Uma boa história contada por um escritor alemão moderno nos ajuda a nos dar um sentido de vida eterna mais do que todas as tentativas racionais de explicação. Em um mosteiro medieval moravam dois monges ligados entre si por profunda amizade espiritual. Um se chamava Rufus e o outro Rufinus. Em todo o seu tempo livre a única coisa que faziam era tentar imaginar e descrever como seria a vida eterna na Jerusalém celeste. Rufus que era um mestre-de-obras imaginava-a como uma cidade com portas de ouro, cravejada de pedras preciosas; Rufinus que era organista, como toda ressoante de celestes melodias.

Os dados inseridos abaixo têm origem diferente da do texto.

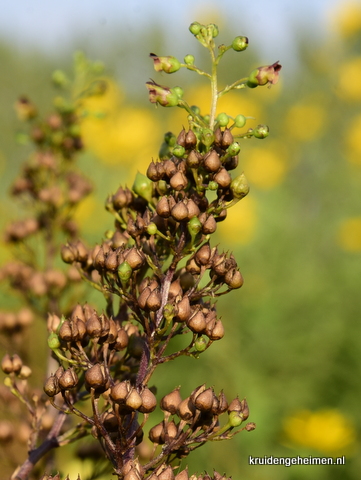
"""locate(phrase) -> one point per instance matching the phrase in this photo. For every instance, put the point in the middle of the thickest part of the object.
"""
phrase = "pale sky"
(51, 24)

No final, fizeram um pacto: qualquer um deles que tivesse morrido primeiro deveria voltar na noite seguinte, para garantir ao amigo que as coisas eram assim como eles haviam imaginado. Teria sido suficiente uma palavra. Se fosse como eles tinham pensado, se deveria dizer simplesmente: taliter!, ou seja, isso mesmo! se – mas era completamente impossível – fosse de outra forma, deveria dizer: aliter, diferente!

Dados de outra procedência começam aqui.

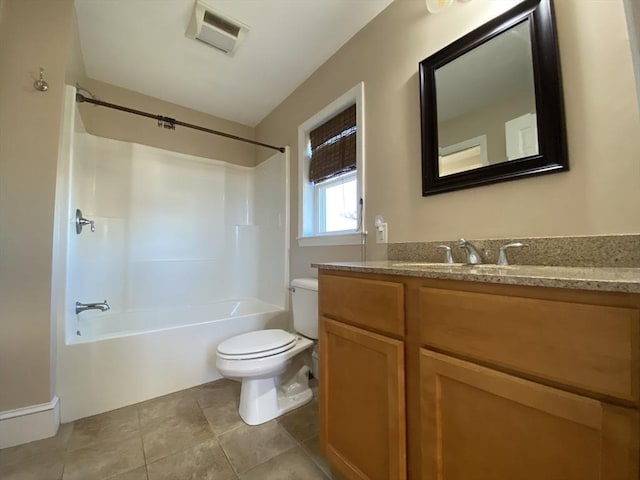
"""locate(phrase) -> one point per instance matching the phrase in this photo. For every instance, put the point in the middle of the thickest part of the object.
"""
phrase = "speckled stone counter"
(605, 279)
(619, 251)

Uma noite, enquanto estava no órgão, o coração de Rufino parou. O amigo velou ansiosamente toda a noite, mas nada; esperou em vigílias e jejuns por semanas e meses, e nada. Finalmente, no aniversário da sua morte, eis que, à noite, em um halo de luz, entra na sua cela o amigo. Vendo que silencia, é ele que lhe pergunta, confiante na resposta afirmativa: taliter? É tão verdade? Mas o amigo balança a cabeça em sinal negativo. Em desespero, grita: aliter? É diferente? Mais uma vez um sinal negativo da cabeça. E, finalmente, dos lábios fechados do amigo, em um instante, duas palavras: totaliter aliter: Totalmente diferente! Rufus entende em um flash que o céu é infinitamente mais do que eles tinham imaginado, que não pode ser descrito, e logo depois morre também ele, pelo desejo de alcançá-lo.

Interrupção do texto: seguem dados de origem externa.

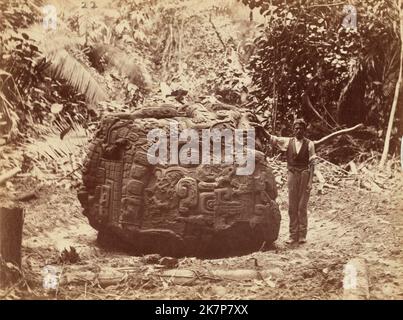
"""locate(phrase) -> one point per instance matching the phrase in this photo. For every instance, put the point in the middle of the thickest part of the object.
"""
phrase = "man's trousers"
(298, 196)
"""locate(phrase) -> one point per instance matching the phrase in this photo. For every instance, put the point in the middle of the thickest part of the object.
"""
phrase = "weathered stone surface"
(196, 210)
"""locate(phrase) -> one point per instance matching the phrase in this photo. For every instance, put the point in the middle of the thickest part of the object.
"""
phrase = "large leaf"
(68, 68)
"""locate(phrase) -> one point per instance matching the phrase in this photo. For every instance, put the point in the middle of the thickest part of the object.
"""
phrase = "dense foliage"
(310, 61)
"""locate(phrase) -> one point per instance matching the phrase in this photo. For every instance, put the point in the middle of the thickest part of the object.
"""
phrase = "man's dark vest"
(298, 161)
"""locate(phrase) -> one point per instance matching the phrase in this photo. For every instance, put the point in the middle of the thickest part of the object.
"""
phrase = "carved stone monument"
(196, 209)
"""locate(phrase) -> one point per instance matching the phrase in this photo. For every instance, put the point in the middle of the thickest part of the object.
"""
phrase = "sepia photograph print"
(216, 150)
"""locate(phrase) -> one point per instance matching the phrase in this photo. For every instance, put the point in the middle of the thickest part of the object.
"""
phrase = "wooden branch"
(335, 134)
(217, 33)
(395, 98)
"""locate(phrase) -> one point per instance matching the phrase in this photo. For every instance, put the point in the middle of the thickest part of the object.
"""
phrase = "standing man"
(300, 153)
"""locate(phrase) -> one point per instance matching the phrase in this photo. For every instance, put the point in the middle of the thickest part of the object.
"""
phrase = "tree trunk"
(396, 96)
(11, 221)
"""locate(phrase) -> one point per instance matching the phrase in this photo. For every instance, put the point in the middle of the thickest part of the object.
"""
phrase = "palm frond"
(54, 46)
(76, 74)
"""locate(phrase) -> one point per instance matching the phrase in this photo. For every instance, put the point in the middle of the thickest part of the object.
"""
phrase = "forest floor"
(344, 223)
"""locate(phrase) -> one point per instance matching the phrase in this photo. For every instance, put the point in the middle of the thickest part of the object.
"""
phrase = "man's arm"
(312, 157)
(280, 142)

O fato, é claro, é uma lenda, mas o seu conteúdo é bastante bíblico. “O que os olhos não viram, os ouvidos não ouviram e o coração do homem não percebeu, tudo o que Deus preparou para os que o amam” (1 Cor 2, 9). São Simeão, o Novo Teólogo, um dos santos mais amados na Igreja Ortodoxa, teve uma visão um dia; estava certo de ter contemplado Deus em pessoa e, com a certeza de que não poderia haver nada maior e mais radioso do que tinha visto, disse: “Se o céu é isso, me basta!” O Senhor lhe respondeu: “És realmente bem mesquinho, se te contentas com estes bens, porque, com relação aos bens futuros, esses são como um céu pintado no papel, em comparação ao céu real.
Quando se quer atravessar um braço de mar, dizia Santo Agostinho, a coisa mais importante não é sentar-se na costa e aguçar a visão para ver o que está do outro lado, mas é subir no barco que leva àquela margem. E também para nós a coisa mais importante não é especular sobre como será a nossa vida eterna, mas fazer as coisas que sabemos que nos levam a ela. Que o nosso dia de hoje seja um pequeno passo em direção a ela.
Fonte: Parte da quarta pregação de Quaresma para o Papa e a Cúria Romana, conduzida pelo pregador da Casa Pontifícia, Frei Raniero Cantalamessa. Roma, sexta feria, 31 de Março de 2017.